NVIDIA Cosmos 3: Open Physical AI Model | TechPillow

NVIDIA Cosmos 3: The Open Omnimodel Powering Physical AI

The First Open Omnimodel for Physical AI

On 1 June 2026, NVIDIA launched Cosmos 3 at GTC Taipei during Computex — the first fully open omnimodel for physical AI. The model weights appeared on Hugging Face the same day under the OpenMDW-1.1 licence. Two sizes are available: Cosmos 3 Nano at 8 billion parameters, designed for local deployment on RTX hardware, and Cosmos 3 Super at 32 billion parameters, targeting data centre inference. The defining capability is native generation of not just text, images, and video, but also ambient sound and robot action data — joint angles, gripper positions, trajectory waypoints — within a single architecture. Cosmos 3 ranks first across more than seven robotics benchmarks, including RoboLab and RoboArena, making it the most capable open physical AI foundation model released to date.

What Physical AI Requires

Physical AI must do something language models do not: understand space, object relationships, motion, and physical constraints, then produce specific actions a robot or vehicle can execute. Cosmos 3 addresses this by training on 20 trillion tokens of multimodal data — real-world video, simulation environments, and teleoperation recordings of humans controlling robotic systems. The result is a model that can watch a scene, predict what will happen next, generate a plausible video of that outcome, and produce the action trajectory a robot should follow to achieve a specified goal — all within a single inference call.

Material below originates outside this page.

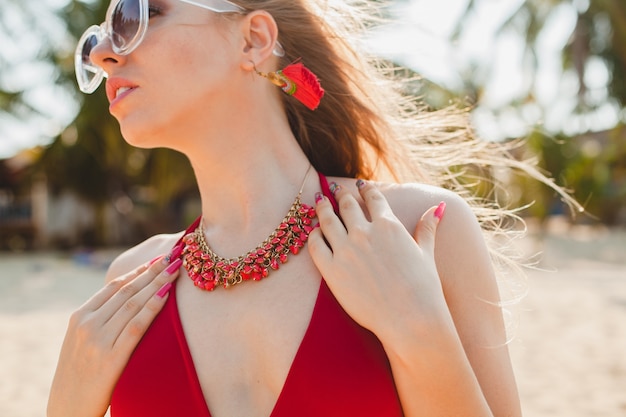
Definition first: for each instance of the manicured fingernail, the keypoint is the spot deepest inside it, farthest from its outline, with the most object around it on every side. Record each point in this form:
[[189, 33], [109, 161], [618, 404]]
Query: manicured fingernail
[[164, 290], [176, 252], [174, 266], [441, 208]]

The MoT Architecture: Reasoning Before Acting

Cosmos 3 uses a Mixture-of-Transformers architecture, abbreviated MoT, which is deliberately distinct from Mixture-of-Experts. MoT pairs a reasoning transformer with a generation transformer in a two-stage pipeline. The reasoning transformer first builds a structured internal representation of the input scene, including spatial relationships and predicted dynamics. The generation transformer then uses that representation to produce outputs. The architectural decision enforces planning before generation, preventing the failure mode where a generative model produces physically implausible output — a known problem in earlier physical AI world models.

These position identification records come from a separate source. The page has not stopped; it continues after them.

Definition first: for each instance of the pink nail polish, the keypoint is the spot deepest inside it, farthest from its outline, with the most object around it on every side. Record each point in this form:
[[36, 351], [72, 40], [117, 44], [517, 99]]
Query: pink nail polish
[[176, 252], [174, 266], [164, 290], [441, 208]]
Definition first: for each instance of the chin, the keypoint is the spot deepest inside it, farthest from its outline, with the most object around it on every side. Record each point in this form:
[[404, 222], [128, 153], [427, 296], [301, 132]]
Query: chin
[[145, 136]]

RoboLab and RoboArena Performance

RoboLab tests physical AI policy models in simulation across language-guided manipulation tasks, assessing whether a model can interpret a natural-language instruction and translate it into a valid physical action plan. RoboArena compares policy models on DROID robots in real-world environments, testing performance against physical constraints rather than simulated ones. Cosmos 3 Nano leads both evaluations, a result that reflects the model's ability to generalise across task types rather than optimise for a single evaluation setup.

The Cosmos Coalition

NVIDIA launched Cosmos 3 alongside the NVIDIA Cosmos Coalition — a group of AI labs and robotics companies committed to using Cosmos 3 and DGX Cloud infrastructure for production model training while contributing their own research and evaluations to the ecosystem. Founding members include Agile Robots, Black Forest Labs, Generalist, LTX, Runway, and Skild AI. The composition matters: Runway and Black Forest Labs bring video generation expertise, Agile Robots brings humanoid deployment data, and Skild AI contributes generalised robot learning research. The coalition provides a commercial production ecosystem around Cosmos 3 from day one, rather than the typical pattern where open model releases accumulate research use cases slowly over months.

Access and Licensing

Cosmos 3 Nano and Super are available immediately on Hugging Face and through build.nvidia.com. NVIDIA has published training recipes, a detailed technical report, and Hugging Face Diffusers integrations through the NVIDIA-NeMo GitHub repository. The OpenMDW-1.1 licence permits commercial use, modification, and redistribution, with attribution requirements and specific terms teams should review before deploying in production physical AI pipelines.

What This Means for Indian Technology Teams

India's manufacturing, logistics, and automotive sectors are accelerating robotics adoption as organised warehousing expands and domestic industrial production grows. Physical AI is the layer that would allow a robot in an assembly line or fulfilment centre to understand natural-language task descriptions, adapt to novel objects, and generate its own action plans rather than following rigid pre-programmed sequences.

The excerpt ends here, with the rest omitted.